There’s a reason why stories about curmudgeons who find redemption in newfound friendships keep getting told: They reinforce the idea that companionship is an essential part of humanity, a need so irresistible that even repeated declarations of “Bah, humbug!” are powerless before it.
It’s against this truth of the human condition that Fredrik Backman published his novel A Man Called Ove in 2012, which got adapted as a film in his native Sweden in 2015. In it, a grumpy widower (Rolf Lassgård) finds that his repeated attempts to kill himself keep getting interrupted by the neighbors in his gated cul de sac; he has to delay because they keep committing minor infractions like driving through no-driving zones or parking bikes where they shouldn’t or not separating their garbage. You could say that Ove’s officious obsessive-compulsiveness keeps saving him. And when a rowdy interracial couple with their two precocious daughters move in across the way…well, forget it.
That quirky dramedy has now been remade by screenwriter David Magee and director Marc Forster (whose filmography includes such disparate titles as Quantum of Solace, The Kite Runner and World War Z). The curmudgeonly loner has now been renamed Otto and is played by beloved Hollywood star Tom Hanks. The sweet-natured couple who insist on befriending Otto and relieving his sadness after the recent death of his wife is now played by Mariana Treviño (easily the best thing about this remake, infusing it with messy life) and Manuel Garcia-Rulfo (lumbering and kind).

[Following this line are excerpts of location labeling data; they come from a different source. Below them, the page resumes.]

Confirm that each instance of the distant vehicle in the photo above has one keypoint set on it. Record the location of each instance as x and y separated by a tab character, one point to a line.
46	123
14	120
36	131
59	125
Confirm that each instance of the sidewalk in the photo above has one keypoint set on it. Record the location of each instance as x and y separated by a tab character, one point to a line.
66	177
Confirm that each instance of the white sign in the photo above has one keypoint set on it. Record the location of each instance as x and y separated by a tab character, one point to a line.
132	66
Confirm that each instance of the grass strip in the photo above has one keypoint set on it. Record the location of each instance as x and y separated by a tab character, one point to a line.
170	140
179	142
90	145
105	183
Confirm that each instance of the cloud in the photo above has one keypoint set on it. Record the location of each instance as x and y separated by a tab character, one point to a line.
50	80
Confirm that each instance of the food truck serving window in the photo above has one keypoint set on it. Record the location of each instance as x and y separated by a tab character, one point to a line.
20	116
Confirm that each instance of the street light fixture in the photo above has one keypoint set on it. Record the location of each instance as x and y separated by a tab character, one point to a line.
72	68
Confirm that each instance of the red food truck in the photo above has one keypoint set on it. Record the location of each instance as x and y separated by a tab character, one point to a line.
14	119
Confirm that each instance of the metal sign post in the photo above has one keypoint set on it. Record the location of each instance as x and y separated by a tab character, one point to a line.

A Man Called Otto is a leaner, more economical affair than its Swedish predecessor, shaving off half an hour from the narrative by, among other things, eliminating an extended childhood flashback featuring a child actor almost getting run over by a train engine (!). The remake also changes a teenager whom Otto helps later in the story from a gay youth in the original to a trans (Mack Bayda).

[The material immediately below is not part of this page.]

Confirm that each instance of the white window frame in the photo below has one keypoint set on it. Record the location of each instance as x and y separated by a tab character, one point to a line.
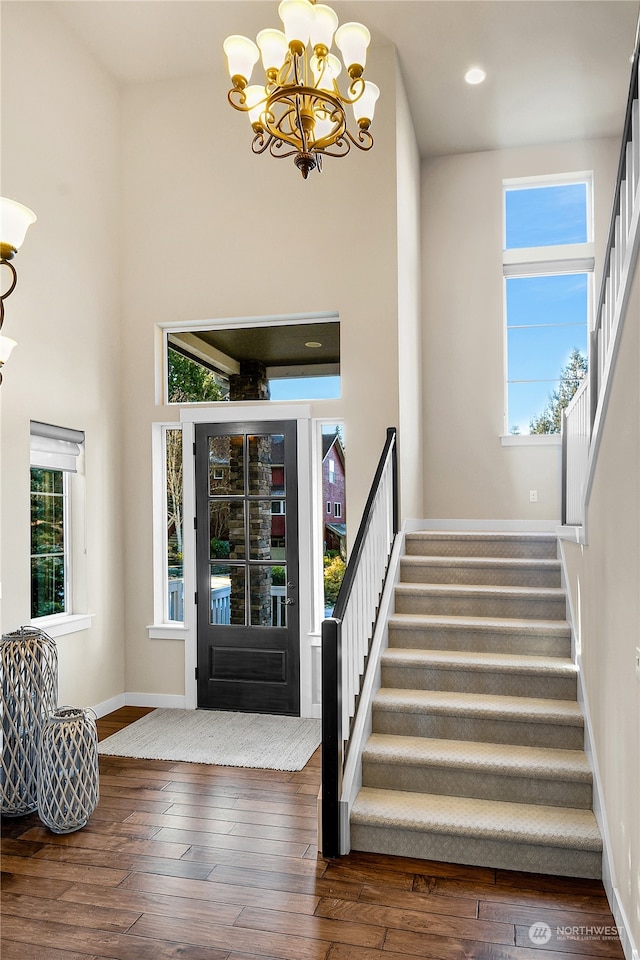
62	449
162	628
546	260
66	546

But otherwise, Magee’s script rarely diverges from the original. Which means the original’s problems are also grafted wholesale onto the remake: Otto’s recently departed wife Sonya (Rachel Keller) is still a barely sketched-in saint, a woman who saw through the young Otto’s (played by Hanks’s full-cheeked son Truman) hardscrabble beginnings all the way to the good man he could be, but never seems to be a complete person herself. And I’m not sure the remake does any better navigating the jarring tonal shifts between suicide attempts and ensuing comedy.

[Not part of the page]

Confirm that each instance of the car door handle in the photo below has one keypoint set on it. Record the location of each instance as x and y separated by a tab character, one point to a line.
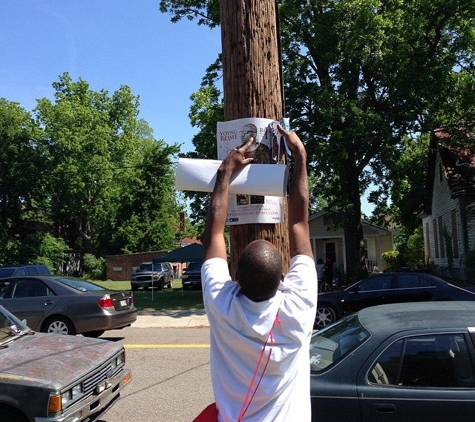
384	407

The biggest drawback, ironically, may be Tom Hanks. No matter how gruff or antisocial he may act, there is still that trademark Hanks twinkle in Otto. He just doesn’t have the flinty edge Clint Eastwood brought to his get-off-my-lawn septuagenarian in Gran Turismo. Or the dangerous glint of a Robert DeNiro or a Bryan Cranston. There is never a moment while you watch Hanks that you ever wonder whether Otto will get his mandated redemption and become the cuddly surrogate grandpa next door.
But then Hanks is the reason why A Man Called Otto is the equivalent of cinematic comfort food, a warm hug against the fractious mood of these times. Sometimes all you need is Forrest Grump.
A Man Called Otto starts showing in cinemas on Wednesday, January 25.